Ticket #9003 (closed defect: fixed)
Doctest (or whatever???) failure on Mac OS X in free_module.py
| Reported by: | kcrisman | Owned by: | tbd |
|---|---|---|---|
| Priority: | major | Milestone: | sage-4.5.3 |
| Component: | doctest coverage | Keywords: | |
| Cc: | Work issues: | ||
| Report Upstream: | N/A | Reviewers: | Karl-Dieter Crisman, Craig Citro |
| Authors: | Georg Weber, Willem Jan Palenstijn | Merged in: | sage-4.5.3.alpha0 |
| Dependencies: | Stopgaps: |
Description
On Mac PPC G4 with 10.4:
sage -t "devel/sage/sage/modules/free_module.py"

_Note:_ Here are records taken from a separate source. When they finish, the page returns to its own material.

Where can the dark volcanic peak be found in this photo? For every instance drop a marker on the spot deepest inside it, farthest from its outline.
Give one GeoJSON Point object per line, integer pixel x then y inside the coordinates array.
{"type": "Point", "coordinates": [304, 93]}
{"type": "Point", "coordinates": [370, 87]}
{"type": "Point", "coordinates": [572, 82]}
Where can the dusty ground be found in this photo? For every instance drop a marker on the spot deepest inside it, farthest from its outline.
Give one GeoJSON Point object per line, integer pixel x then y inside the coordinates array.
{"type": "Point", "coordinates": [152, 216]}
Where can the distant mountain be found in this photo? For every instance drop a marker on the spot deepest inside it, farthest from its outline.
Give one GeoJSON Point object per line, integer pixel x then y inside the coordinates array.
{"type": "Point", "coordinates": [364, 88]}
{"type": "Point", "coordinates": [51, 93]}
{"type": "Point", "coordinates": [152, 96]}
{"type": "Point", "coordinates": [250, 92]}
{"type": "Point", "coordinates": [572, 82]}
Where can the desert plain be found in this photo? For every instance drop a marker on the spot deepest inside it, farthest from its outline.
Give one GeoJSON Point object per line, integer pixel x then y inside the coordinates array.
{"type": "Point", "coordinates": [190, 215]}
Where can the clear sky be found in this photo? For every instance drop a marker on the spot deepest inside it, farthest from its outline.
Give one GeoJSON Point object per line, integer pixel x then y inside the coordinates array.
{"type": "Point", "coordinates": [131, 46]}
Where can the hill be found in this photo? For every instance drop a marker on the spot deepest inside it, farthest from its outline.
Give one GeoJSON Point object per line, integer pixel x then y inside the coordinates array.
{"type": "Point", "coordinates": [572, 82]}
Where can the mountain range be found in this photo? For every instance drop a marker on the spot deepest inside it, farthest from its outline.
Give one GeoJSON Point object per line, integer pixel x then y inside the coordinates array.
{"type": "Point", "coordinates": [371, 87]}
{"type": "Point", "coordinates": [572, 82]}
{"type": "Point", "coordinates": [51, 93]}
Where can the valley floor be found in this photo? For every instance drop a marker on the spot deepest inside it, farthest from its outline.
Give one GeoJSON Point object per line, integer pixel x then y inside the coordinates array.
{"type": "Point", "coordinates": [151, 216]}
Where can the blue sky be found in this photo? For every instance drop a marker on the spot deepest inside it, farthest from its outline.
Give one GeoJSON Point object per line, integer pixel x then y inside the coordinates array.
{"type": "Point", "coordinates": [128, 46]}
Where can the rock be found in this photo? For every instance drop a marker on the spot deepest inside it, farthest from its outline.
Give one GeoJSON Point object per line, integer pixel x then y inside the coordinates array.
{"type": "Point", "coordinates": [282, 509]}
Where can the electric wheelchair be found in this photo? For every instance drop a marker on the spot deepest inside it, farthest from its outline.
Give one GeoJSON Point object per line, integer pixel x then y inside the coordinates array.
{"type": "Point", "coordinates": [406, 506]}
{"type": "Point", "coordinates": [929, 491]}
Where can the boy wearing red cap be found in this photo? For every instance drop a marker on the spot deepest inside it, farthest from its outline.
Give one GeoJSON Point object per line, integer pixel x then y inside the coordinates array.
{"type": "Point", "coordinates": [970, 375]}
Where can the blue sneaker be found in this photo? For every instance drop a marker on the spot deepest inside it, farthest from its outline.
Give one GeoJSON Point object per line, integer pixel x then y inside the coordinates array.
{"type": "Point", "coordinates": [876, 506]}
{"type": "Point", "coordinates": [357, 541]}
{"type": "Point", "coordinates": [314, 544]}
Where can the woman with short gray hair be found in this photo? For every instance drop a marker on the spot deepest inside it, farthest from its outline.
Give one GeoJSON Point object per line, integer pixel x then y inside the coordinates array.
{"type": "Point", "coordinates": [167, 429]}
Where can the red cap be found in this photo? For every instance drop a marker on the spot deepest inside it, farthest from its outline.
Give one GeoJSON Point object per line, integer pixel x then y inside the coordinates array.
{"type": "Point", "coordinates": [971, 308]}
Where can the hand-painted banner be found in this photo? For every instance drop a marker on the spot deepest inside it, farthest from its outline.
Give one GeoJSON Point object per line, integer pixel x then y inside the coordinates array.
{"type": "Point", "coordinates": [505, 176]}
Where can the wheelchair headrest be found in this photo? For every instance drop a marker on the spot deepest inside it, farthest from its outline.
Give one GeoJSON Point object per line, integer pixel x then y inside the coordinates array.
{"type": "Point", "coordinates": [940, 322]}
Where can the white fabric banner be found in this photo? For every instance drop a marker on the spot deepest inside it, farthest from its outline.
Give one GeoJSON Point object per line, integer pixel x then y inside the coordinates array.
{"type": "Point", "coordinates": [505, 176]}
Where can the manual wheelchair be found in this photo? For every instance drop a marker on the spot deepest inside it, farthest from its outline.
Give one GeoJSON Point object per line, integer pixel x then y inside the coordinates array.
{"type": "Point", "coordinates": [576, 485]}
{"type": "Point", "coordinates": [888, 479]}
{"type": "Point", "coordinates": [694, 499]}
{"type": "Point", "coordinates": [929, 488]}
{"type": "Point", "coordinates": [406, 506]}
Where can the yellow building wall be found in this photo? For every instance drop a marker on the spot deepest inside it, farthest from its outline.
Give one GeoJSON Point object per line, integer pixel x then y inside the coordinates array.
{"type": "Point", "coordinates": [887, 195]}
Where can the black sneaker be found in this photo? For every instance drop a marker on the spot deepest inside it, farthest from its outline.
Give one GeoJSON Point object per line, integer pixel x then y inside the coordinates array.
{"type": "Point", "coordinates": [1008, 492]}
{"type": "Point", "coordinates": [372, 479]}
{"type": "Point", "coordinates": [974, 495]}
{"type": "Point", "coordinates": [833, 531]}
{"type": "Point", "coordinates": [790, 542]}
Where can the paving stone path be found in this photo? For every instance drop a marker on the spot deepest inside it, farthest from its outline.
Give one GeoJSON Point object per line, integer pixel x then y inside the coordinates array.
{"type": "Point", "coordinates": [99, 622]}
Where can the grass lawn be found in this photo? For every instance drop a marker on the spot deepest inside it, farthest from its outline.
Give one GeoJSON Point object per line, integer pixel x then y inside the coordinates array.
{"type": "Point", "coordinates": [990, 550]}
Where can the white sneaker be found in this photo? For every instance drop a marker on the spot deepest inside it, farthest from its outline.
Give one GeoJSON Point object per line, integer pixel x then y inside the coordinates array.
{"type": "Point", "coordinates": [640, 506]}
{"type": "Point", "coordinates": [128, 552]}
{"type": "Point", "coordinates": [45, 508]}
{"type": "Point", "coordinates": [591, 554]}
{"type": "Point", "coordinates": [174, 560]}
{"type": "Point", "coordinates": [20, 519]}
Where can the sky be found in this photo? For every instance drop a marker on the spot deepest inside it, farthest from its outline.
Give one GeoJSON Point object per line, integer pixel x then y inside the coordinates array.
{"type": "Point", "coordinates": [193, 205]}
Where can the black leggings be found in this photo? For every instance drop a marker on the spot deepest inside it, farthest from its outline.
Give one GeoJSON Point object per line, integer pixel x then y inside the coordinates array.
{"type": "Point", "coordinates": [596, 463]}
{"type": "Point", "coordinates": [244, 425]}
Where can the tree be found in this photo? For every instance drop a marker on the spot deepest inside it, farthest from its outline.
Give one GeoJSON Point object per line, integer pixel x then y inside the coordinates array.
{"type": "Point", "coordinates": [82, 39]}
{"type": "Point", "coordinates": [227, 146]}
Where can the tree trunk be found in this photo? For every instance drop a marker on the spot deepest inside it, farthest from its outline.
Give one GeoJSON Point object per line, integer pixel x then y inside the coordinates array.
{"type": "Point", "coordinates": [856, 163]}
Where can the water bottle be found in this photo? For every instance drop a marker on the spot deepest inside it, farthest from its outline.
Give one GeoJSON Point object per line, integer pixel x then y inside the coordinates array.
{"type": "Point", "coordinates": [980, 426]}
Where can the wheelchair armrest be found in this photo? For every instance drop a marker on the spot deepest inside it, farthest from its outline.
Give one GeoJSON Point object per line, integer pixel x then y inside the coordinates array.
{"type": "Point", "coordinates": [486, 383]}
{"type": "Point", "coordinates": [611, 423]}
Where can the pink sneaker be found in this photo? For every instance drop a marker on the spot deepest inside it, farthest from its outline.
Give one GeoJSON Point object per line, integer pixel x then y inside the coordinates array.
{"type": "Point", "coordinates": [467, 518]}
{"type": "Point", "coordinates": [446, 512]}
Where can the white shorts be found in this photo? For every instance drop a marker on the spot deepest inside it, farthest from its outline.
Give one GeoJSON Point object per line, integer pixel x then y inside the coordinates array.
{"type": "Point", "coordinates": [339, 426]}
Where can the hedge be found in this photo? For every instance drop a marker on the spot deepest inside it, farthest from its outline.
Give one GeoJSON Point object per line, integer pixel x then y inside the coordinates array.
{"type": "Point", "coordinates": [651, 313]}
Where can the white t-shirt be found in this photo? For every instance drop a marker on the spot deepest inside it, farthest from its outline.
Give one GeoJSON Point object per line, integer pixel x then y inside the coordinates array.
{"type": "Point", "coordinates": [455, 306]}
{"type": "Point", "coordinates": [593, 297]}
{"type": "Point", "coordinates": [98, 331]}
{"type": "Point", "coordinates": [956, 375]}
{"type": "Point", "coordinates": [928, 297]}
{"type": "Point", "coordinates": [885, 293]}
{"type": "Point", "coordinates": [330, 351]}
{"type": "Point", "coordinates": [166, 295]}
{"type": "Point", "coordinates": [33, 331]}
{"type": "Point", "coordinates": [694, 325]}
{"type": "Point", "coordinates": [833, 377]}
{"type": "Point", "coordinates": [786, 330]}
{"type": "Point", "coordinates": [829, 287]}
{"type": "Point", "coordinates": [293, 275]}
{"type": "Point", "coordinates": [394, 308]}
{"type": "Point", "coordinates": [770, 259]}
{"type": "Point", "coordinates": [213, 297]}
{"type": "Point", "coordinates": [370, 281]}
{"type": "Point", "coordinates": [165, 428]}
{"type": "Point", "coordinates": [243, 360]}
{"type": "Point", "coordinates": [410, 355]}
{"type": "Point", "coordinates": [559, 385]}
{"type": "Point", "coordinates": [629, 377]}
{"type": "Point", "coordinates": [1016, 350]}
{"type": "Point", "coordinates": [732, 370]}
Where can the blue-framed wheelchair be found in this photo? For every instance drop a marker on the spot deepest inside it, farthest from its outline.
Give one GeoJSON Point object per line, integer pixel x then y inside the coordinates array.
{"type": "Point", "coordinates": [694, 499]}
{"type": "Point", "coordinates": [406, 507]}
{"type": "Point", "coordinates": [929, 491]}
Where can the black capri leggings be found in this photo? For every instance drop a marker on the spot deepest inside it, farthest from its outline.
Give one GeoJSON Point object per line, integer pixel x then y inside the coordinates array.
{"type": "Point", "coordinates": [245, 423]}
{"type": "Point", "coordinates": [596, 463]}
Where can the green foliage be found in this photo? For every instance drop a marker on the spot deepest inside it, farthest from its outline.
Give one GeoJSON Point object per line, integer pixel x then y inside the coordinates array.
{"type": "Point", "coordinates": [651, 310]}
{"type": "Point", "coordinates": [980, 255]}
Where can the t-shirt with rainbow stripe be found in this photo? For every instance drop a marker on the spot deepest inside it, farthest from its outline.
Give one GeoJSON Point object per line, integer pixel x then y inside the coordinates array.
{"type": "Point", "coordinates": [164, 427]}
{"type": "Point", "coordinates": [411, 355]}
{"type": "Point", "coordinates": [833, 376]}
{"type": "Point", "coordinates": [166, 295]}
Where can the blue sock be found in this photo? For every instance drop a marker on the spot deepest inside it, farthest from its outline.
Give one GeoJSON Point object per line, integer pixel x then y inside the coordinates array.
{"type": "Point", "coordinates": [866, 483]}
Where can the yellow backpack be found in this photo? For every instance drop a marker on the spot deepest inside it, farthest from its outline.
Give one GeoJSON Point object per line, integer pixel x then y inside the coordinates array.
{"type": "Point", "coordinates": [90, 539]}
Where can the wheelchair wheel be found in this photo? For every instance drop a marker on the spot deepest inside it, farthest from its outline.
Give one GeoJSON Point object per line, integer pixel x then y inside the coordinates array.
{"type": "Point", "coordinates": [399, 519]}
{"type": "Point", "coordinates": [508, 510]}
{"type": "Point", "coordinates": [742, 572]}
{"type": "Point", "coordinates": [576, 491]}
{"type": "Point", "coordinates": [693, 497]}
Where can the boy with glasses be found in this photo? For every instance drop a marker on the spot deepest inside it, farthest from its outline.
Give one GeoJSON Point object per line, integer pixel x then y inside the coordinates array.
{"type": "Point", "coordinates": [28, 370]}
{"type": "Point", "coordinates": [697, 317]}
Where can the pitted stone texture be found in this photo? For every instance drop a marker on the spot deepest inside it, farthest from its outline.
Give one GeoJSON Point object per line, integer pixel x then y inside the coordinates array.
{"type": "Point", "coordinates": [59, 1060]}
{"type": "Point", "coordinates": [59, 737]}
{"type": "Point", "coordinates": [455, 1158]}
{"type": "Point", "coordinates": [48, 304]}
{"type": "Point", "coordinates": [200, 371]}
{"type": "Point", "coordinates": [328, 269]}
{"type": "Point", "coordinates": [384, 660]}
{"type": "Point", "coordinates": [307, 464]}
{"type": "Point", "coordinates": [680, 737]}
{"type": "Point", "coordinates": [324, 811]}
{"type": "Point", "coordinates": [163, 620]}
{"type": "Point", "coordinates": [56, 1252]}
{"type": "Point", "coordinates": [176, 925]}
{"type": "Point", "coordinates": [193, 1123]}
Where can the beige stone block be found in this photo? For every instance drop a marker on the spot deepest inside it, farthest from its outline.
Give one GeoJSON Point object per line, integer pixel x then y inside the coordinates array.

**********************************************************************
sage: V.base_extend(QQ)
Expected:
Vector space of dimension 7 over Rational Field
Got:
V
**********************************************************************
Attachments
Change History
comment:2 Changed 3 years ago by GeorgSWeber
- Summary changed from Doctest failure on Mac PPC in free_module.py to Doctest failure on Mac OS X 32bit in free_module.py
The same occurs for Sage-4.4.2 on 32bit MacIntel? OS X 10.4.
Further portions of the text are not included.